O défice das contas públicas de Cabo Verde mais aumentam em 2026, passando de 2.933 (dois mil, novecentos e trinta e três) milhões para 6.056 (seis mil e cinquenta e seis) milhões de escudos, segundo a análise do Conselho das Finanças Públicas (CFP) ao Orçamento do Estado Retificativo.
A instituição considera o cenário económico globalmente plausível, mas alerta para o aumento da despesa e para riscos que podem pressionar a sustentabilidade das finanças públicas. Com a revisão orçamental, o défice passa de 0,9% para 1,9% do PIB, enquanto o excedente primário recua de 1,2% para 0,3%. Para o CFP, a deterioração resulta sobretudo do crescimento da despesa.
A despesa total deverá atingir 103.888 (cento e três mil, oitocentos e oitenta e oito) milhões de escudos, mais 8,6% do que o valor previsto no orçamento inicialmente aprovado. Entre as rubricas que mais crescem estão os subsídios, com uma subida de 153,3%, a aquisição de bens e serviços, que aumenta 14,7%, e as transferências, com mais 11,1%.
O Governo estima arrecadar 97.833 (noventa e sete mil, oitocentos e trinta e três) milhões de escudos em receitas, mais 5,5% do que o inicialmente previsto. A receita fiscal deverá liderar este crescimento, com uma subida de 10,2%, impulsionada sobretudo pelos impostos sobre bens e serviços e pelo IVA.
Com base nesses números, o CFP considera, contudo, que a previsão precisa de uma fundamentação mais detalhada. O Conselho afirma que os dados disponíveis não permitem perceber com clareza se o aumento esperado resulta da expansão da atividade económica, da inflação, de uma maior eficiência da administração tributária ou da recuperação de dívidas fiscais. A instituição alerta ainda para a necessidade de distinguir receitas permanentes de receitas extraordinárias, sobretudo quando estas últimas servem para financiar despesas que permanecem nos anos seguintes.
Estado recorre mais aos depósitos
O aumento do défice eleva também as necessidades de financiamento do Estado. Para fazer face às despesas adicionais, o Governo prevê utilizar mais recursos depositados, passando de 1.863 (Mil oitocentos e sessenta e três) milhões para 4.840 (quatro mil, oitocentos e quarenta) milhões de escudos.
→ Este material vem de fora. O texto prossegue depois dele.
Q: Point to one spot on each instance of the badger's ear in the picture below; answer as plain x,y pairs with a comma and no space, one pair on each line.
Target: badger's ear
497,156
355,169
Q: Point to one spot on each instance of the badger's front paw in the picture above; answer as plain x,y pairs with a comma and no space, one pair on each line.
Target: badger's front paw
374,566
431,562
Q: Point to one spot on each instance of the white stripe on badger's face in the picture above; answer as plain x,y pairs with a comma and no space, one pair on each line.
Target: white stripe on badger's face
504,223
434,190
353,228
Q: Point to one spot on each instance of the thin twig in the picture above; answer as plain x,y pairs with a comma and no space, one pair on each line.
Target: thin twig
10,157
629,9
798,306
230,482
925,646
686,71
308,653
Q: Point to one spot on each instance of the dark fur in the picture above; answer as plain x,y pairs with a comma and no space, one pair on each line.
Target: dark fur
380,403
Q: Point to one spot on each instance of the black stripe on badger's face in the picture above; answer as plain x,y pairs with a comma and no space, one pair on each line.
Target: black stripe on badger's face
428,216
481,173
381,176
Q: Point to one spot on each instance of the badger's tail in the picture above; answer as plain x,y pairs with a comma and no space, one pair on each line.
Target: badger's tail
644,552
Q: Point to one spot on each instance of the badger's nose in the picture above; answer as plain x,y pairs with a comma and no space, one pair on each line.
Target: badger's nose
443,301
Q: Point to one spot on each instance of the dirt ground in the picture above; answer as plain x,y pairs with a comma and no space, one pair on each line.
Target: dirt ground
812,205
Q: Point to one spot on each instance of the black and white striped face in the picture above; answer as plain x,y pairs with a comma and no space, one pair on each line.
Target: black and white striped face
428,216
O financiamento doméstico líquido, pelo contrário, diminui de 5.786 milhões para 3.815 milhões de escudos. Já o financiamento externo líquido passa de um valor negativo de 1.387 milhões para 730 milhões de escudos.
Entre as medidas incorporadas no Orçamento Retificativo estão a gratuitidade do primeiro ciclo do ensino superior e dos cuidados de saúde, reforços destinados à saúde e à proteção social e compensações relacionadas com a eletricidade e os combustíveis. O CFP considera, no entanto, que os encargos destas medidas a longo prazo não estão suficientemente detalhados, sobretudo no caso das despesas permanentes ou recorrentes.
CFP pede cenários para medir riscos
O Conselho das Finanças Públicas identifica como principais riscos uma eventual arrecadação de receitas inferior ao previsto. A instituição chama ainda a atenção para a possibilidade de redução ou adiamento do investimento público e para uma eventual desaceleração do crescimento económico.
Entre as recomendações apresentadas está a elaboração de cenários alternativos que permitam medir o impacto de diferentes choques sobre o défice, as necessidades de financiamento e a dívida pública. O CFP pede também uma explicação quantitativa das alterações introduzidas entre o orçamento inicial, o orçamento reprogramado de junho e o Orçamento Retificativo, além de maior detalhe sobre as previsões de receita e os custos plurianuais das medidas adotadas.
Embora reconheça que a dívida mantém uma trajetória descendente, o Conselho conclui que o Orçamento Retificativo agrava a posição orçamental do Estado e aumenta as pressões sobre a despesa, o que exige maior acompanhamento dos riscos para as contas públicas.